Mycoplasma hyopneumoniae is among the most important causative agents of PRDC and is recognized as the primary pathogen of the so-called enzootic pneumonia (EP), a chronic and worldwide diffuse respiratory disease usually showing high morbidity and low mortality rates. Dry cough is the main clinical sign, which is greatly exacerbated by physical activity and may last for weeks to months. In EP-affected pigs, pulmonary lesions are bilateral consisting of slightly red or grey areas of bronchopneumonia, which affect the cranio-ventral parts of both lungs. Such gross findings are not pathognomonic for M hyopneumoniae as other pathogens (eg, swine influenza virus) may induce similar lesions. Microscopically, bronchointerstitial pneumonia and hyperplasia of the bronchial associated lymphoid tissue are the most relevant lesions.^3,4

The present study aimed to assess the strengths and weaknesses of thoracic ultrasonography in pigs to provide suitable information to diagnose respiratory diseases, a special emphasis being placed upon EP-like lung lesions.

Materials and methods  

This investigation was conducted in a farrow-to-finish pig herd (about 200 sows) with a recent history of severe respiratory disease. Pigs were not vaccinated for M hyopneumoniae and cases of EP complicated by Pasteurella multocida had been repeatedly diagnosed during the previous weeks.
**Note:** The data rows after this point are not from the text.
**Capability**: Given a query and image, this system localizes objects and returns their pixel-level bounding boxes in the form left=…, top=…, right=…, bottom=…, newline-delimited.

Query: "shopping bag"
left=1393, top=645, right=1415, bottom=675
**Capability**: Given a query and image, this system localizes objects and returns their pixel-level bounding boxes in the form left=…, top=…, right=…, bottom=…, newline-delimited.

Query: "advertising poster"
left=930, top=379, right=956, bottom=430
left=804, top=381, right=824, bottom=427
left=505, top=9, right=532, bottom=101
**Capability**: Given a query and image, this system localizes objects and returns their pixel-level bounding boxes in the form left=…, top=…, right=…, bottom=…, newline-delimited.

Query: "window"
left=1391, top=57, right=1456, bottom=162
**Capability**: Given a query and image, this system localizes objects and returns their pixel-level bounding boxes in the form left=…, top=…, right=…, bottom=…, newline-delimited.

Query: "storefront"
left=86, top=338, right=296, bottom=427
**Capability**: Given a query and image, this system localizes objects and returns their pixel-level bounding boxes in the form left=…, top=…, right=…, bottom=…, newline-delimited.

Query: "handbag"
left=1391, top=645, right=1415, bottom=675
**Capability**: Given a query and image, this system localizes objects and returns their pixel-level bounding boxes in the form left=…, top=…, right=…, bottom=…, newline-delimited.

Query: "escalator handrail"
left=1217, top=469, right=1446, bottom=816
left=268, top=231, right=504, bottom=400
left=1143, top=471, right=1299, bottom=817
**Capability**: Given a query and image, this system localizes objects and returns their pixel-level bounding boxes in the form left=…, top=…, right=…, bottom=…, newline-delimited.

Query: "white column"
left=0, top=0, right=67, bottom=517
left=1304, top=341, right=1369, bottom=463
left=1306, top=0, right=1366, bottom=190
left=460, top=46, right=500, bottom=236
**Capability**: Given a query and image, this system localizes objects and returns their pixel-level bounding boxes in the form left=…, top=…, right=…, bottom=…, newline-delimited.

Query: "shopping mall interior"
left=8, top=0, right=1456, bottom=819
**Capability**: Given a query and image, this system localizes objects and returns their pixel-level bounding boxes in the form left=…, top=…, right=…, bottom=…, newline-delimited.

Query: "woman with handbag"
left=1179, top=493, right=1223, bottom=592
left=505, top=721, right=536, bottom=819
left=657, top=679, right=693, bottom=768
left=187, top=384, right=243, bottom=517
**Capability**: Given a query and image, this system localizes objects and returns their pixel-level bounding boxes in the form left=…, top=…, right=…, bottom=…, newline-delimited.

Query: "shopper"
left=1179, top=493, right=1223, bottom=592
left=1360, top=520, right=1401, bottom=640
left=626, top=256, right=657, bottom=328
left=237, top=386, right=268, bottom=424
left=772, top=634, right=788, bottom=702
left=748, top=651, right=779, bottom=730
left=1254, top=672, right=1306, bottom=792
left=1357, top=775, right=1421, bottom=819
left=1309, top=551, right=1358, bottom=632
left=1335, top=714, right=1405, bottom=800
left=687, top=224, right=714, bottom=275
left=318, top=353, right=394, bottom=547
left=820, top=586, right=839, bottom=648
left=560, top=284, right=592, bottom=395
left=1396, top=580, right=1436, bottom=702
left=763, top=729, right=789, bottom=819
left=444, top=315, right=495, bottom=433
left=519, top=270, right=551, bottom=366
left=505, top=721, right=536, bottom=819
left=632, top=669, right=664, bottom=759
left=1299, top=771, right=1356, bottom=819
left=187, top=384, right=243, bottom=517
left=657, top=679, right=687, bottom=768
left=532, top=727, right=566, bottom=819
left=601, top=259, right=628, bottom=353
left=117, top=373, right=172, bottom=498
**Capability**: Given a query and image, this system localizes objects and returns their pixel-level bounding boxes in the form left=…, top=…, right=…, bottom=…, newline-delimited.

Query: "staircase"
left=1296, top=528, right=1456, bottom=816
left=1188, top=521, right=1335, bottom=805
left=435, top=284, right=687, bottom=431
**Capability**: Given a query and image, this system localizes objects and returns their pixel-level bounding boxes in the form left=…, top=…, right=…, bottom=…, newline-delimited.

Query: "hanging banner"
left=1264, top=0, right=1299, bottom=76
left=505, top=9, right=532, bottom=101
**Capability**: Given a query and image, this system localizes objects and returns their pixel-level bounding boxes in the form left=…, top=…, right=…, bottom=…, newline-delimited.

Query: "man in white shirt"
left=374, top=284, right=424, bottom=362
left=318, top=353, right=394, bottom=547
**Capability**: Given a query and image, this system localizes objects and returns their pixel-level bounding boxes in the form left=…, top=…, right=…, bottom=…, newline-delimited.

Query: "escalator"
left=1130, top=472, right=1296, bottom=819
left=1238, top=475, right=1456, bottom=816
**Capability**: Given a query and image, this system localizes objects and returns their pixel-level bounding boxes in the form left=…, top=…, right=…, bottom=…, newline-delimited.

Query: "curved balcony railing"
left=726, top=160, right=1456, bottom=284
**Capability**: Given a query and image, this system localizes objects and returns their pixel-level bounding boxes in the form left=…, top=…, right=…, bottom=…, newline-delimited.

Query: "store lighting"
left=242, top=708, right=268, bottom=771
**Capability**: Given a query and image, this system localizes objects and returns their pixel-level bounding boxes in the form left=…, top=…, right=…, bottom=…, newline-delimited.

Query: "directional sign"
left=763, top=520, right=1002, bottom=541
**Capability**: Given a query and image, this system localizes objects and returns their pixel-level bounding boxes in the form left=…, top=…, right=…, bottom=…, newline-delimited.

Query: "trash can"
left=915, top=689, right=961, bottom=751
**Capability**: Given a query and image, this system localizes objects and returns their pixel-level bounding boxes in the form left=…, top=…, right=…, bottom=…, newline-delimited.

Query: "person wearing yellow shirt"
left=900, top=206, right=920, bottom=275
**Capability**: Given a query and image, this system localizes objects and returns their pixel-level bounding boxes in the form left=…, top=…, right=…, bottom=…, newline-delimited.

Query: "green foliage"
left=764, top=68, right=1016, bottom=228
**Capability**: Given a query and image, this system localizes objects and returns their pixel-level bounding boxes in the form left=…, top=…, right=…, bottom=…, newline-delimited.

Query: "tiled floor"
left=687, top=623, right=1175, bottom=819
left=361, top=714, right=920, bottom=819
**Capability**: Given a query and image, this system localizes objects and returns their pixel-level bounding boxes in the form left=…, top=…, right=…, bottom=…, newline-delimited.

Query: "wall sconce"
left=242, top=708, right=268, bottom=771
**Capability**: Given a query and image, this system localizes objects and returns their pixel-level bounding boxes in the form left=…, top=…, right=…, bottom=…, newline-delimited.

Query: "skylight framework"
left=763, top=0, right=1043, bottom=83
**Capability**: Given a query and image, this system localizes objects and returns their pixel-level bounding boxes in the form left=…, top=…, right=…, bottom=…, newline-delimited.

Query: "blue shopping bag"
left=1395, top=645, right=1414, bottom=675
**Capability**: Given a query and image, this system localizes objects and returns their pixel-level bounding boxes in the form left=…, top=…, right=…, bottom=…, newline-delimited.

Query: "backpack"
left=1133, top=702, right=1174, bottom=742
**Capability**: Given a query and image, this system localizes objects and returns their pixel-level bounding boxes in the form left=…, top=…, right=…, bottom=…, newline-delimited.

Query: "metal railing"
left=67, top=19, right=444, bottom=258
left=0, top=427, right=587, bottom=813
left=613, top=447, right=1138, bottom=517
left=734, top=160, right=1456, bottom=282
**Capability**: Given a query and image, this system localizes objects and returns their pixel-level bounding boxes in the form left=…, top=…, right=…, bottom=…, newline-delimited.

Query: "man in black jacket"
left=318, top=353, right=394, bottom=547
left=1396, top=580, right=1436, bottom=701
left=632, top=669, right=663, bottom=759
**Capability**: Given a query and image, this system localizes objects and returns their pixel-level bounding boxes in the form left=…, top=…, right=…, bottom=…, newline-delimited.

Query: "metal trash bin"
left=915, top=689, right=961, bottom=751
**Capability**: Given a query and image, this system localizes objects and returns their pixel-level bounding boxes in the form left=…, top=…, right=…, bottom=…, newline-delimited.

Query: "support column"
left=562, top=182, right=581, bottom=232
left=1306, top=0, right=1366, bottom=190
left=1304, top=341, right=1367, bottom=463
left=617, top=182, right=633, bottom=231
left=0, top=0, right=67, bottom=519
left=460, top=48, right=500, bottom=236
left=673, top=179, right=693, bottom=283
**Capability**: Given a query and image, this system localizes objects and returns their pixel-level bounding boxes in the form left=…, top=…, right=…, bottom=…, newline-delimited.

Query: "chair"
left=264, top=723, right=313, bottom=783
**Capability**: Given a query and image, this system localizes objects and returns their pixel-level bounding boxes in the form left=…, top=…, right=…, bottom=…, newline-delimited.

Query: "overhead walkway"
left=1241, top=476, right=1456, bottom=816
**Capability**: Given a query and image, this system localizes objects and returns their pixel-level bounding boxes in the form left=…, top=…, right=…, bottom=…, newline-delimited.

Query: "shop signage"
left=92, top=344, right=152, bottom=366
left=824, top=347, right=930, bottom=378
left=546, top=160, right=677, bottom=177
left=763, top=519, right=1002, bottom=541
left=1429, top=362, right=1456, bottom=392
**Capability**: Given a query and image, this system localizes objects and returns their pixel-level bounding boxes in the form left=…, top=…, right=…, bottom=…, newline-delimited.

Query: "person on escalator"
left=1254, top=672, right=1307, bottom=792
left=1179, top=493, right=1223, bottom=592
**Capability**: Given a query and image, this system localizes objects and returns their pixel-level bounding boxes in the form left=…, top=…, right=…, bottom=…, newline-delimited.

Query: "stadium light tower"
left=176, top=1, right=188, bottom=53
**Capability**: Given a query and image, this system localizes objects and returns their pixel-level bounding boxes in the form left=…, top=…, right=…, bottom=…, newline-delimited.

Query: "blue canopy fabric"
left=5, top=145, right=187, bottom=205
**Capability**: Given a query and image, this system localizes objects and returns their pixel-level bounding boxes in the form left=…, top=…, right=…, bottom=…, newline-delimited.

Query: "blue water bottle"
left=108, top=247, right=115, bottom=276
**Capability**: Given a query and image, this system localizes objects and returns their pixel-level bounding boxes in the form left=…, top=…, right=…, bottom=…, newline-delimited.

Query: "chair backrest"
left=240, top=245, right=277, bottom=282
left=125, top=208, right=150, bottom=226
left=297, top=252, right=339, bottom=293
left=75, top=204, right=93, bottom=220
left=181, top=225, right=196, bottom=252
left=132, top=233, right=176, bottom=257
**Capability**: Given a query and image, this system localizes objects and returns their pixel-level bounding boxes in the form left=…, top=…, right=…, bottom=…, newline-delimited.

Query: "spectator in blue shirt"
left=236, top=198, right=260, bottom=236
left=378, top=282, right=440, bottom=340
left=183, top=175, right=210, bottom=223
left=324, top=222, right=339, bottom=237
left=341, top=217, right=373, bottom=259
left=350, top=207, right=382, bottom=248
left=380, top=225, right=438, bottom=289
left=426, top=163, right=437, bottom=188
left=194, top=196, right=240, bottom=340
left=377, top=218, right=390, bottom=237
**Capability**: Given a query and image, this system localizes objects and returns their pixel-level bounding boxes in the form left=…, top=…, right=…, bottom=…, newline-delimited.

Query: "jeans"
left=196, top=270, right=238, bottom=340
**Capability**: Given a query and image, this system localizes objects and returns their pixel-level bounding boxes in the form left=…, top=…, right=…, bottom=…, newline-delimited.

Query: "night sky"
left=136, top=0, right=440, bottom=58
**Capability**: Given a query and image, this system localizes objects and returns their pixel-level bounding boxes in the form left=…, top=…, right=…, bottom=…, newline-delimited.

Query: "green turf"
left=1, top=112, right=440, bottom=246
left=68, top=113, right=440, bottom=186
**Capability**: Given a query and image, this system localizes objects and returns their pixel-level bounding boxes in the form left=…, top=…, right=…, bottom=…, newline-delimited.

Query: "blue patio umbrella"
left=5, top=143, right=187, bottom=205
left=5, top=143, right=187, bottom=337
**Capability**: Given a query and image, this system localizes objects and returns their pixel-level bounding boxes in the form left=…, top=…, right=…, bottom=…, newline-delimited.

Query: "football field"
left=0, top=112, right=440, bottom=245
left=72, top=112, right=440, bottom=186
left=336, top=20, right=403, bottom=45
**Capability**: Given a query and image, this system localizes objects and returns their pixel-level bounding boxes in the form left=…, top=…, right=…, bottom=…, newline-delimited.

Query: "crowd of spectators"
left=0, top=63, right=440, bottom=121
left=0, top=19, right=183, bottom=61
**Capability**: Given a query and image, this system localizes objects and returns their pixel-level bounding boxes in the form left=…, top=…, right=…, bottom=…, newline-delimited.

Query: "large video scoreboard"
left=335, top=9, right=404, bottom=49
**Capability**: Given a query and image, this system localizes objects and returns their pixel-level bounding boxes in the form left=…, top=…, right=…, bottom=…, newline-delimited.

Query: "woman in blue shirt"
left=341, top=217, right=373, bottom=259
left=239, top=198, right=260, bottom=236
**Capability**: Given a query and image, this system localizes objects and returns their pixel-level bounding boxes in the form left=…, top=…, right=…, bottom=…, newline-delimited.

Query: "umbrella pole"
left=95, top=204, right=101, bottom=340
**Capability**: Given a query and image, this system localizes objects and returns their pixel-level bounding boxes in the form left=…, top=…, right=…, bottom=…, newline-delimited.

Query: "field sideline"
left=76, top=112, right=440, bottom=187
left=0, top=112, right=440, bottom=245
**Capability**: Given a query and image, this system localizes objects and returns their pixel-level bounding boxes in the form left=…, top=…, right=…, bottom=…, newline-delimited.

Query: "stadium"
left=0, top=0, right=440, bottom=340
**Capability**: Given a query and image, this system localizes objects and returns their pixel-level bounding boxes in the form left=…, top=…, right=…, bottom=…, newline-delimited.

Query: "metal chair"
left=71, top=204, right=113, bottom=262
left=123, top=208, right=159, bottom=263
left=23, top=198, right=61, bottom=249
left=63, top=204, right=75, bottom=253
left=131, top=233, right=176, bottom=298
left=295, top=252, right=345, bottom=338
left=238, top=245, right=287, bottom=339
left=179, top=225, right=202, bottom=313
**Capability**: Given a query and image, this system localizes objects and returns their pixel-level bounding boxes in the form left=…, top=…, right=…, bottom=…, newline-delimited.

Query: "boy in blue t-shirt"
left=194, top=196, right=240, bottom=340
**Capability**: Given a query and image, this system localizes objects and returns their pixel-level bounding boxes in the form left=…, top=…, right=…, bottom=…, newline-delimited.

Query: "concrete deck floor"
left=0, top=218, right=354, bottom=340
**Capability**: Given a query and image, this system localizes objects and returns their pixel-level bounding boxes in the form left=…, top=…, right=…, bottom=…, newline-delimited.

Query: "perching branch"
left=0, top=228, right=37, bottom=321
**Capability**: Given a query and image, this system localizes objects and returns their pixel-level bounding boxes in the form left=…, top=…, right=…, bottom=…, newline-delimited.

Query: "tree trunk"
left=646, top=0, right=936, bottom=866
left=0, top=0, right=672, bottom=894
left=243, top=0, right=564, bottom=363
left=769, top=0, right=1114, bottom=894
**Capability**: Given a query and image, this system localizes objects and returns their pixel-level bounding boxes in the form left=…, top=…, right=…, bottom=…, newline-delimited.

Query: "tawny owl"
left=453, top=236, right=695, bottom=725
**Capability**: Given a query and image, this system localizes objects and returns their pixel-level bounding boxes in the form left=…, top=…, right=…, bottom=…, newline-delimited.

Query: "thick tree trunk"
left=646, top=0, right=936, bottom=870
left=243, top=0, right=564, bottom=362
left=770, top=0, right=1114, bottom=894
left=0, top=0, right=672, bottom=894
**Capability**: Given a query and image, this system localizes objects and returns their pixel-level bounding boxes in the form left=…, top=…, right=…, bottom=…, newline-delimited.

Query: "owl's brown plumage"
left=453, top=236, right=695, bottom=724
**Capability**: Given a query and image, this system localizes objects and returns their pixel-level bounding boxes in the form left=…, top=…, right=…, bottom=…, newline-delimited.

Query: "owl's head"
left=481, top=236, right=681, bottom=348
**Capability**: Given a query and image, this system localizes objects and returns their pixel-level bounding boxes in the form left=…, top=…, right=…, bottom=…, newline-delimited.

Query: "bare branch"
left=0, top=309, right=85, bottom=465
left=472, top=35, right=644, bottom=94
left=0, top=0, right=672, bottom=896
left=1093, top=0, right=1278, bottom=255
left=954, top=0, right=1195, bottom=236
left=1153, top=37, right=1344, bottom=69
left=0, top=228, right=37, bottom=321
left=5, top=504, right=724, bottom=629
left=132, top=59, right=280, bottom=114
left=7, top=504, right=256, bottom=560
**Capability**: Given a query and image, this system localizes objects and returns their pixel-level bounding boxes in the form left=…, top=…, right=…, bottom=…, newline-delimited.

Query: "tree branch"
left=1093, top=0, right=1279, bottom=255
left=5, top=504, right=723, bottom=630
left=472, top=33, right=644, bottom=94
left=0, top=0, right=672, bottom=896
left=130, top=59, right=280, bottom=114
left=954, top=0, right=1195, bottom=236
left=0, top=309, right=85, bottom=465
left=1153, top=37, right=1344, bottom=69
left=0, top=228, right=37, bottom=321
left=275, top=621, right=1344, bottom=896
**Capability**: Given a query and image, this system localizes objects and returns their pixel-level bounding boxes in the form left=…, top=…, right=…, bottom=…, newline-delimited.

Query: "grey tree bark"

Ultrasonography was performed using a linear multifrequency ultrasound transducer (probe Chison L7V-A, 5.3-10 MHz; Chison Medical Technologies Eco 3 Expert). A pregnancy-check ultrasound machine (3.5 MHz convex probe; manufacturer unknown) was also used.

Lung ultrasonography

Pigs (n = 8; 12-16 weeks of age) that spontaneously died after showing respiratory distress were necropsied. Lungs were removed from the chest and carefully examined. Thereafter, ultrasonography was performed by applying the transducer on the lung surface in both healthy and diseased areas. This step confirmed the ultrasound pattern of normal and diseased lungs. In this case, the linear multifrequency ultrasound transducer was used at 10 MHz.

Ultrasonography on pig cadavers and lungs

Transcutaneous ultrasonography was conducted along the left and right thoracic walls of pig carcasses (n = 8; 12-16 weeks of age) using some anatomic sites (ie, the elbow, the heart, and the intercostal spaces) as landmarks (Figure 1). Subsequently, the pigs were necropsied, and the ultrasound findings compared with the pathological findings. Once again, lungs were removed from the chest, carefully inspected, and further examined by ultrasonography. The linear multifrequency ultrasound transducer was used at 5.3 MHz on carcasses and at 10 MHz on lungs.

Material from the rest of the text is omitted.